I don't know that there is anything necessarily wrong with this, but it doesn't feel right. Is this common? If it isn't, what kind of misbehavior should we be on the lookout for?
Remove tons of session files
ll | grep session | awk '{print "rm "$8" "}' | csh
Note:
"$8" -- column 8 of ll comand
Thanks
Sincerely
John Hsu
Well even with that traffic, the lock files shouldn't be months old; something odd there.
Firstly, thanks for the edit, dwaddle. I see what you did with the indent and I will do that from now on.
Gareth, it's 4.1.6 on Linux. Your question about web_service log was right on target.

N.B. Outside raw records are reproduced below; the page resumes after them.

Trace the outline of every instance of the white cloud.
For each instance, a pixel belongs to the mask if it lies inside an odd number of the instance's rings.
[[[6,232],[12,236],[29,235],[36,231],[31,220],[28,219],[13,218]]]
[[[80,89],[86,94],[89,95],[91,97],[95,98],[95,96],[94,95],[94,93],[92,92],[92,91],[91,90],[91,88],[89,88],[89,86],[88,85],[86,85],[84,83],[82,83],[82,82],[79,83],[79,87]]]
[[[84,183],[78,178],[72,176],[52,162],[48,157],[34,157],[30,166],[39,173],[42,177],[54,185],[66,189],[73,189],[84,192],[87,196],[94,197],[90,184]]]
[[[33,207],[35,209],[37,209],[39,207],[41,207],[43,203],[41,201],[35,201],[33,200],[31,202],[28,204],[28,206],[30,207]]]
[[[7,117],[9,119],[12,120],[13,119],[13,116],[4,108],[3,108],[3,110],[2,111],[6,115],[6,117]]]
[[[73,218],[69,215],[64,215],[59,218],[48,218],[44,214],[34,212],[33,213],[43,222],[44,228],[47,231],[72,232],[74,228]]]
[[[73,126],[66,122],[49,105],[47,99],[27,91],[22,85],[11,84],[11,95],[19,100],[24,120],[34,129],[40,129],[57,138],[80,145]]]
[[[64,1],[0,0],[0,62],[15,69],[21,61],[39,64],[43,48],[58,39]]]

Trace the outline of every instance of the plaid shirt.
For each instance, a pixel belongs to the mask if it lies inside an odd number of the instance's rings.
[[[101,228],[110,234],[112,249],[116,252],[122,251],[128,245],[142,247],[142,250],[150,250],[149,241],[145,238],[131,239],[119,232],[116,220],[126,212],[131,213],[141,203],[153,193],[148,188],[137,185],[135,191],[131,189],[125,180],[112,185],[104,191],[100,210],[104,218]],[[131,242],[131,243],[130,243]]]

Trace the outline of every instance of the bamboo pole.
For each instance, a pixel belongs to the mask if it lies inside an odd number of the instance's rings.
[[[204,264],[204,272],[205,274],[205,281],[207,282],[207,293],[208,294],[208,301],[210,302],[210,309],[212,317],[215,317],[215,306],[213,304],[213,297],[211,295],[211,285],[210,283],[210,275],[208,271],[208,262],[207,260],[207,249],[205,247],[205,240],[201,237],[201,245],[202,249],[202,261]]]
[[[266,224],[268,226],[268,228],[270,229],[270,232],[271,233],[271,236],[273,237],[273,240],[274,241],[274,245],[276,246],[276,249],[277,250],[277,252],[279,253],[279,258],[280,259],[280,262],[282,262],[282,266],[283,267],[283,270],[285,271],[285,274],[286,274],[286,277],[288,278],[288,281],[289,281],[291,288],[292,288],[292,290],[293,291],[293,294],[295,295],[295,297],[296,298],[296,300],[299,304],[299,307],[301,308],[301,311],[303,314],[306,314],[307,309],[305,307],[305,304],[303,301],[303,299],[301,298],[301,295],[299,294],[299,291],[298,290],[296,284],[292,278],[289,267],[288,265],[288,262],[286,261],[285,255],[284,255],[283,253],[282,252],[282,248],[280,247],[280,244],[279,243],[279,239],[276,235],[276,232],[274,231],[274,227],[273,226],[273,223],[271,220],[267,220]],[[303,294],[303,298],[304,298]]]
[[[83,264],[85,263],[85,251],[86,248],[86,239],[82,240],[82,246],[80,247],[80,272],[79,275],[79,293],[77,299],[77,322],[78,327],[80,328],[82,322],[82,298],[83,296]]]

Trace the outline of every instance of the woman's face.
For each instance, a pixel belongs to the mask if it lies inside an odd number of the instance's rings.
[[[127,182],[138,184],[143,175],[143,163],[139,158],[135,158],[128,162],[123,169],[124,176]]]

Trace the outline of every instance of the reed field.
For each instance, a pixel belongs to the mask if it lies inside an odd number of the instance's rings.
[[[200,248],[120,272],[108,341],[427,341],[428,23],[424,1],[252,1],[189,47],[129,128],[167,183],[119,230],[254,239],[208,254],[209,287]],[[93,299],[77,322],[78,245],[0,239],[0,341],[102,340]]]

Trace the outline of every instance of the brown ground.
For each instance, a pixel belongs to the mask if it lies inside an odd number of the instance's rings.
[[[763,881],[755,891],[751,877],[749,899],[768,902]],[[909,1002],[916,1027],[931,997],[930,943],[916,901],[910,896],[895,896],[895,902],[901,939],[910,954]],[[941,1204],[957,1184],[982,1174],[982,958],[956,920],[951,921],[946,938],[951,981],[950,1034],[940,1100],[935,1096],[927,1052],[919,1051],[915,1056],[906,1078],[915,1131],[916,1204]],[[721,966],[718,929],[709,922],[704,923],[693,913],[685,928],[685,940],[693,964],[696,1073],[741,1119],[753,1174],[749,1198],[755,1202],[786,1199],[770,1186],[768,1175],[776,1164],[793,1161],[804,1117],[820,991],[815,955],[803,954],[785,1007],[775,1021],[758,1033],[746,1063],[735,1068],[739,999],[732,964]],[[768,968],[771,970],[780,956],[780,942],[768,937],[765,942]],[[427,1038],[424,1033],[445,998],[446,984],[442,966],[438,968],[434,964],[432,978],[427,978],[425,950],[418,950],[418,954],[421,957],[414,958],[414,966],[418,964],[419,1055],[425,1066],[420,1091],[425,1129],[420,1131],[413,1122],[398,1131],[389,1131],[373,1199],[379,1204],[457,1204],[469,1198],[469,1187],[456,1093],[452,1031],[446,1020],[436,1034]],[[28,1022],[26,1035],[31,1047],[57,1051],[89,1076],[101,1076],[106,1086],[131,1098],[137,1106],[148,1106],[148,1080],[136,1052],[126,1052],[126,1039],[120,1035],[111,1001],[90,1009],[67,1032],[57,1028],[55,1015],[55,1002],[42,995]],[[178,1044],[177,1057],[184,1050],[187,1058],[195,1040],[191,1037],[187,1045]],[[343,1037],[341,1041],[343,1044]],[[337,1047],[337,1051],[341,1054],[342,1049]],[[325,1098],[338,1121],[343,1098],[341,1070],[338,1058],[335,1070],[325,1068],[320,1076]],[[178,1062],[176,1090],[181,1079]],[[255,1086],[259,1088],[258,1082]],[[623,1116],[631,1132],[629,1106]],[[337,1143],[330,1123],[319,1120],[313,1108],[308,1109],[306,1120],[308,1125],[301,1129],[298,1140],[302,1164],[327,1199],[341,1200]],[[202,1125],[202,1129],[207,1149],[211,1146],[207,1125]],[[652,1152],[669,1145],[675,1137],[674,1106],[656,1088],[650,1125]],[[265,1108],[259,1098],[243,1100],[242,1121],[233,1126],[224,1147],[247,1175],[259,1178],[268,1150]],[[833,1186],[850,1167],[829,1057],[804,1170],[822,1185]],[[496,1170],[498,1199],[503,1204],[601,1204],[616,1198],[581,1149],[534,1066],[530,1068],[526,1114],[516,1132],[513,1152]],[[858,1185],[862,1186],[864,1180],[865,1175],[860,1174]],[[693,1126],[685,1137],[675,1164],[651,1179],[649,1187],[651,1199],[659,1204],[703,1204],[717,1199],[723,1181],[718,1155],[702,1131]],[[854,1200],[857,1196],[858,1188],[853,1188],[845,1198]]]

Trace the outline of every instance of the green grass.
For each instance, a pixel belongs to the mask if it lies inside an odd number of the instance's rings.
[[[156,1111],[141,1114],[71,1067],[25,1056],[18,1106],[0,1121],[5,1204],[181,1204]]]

At first I thought not, since these are indexers and don't get much http traffic, although splunkweb is enabled for convenience. Then I looked at the logs and saw tons of web vulnerability assessment traffic. Understanding that those session files correspond to splunkweb traffic was the key. Thanks!
No, that shouldn't happen. Extraneous session and lock files should be purged every five minutes or so.
Which version of Splunk are you running (and on what platform)? Are there any related error messages in the web_service.log?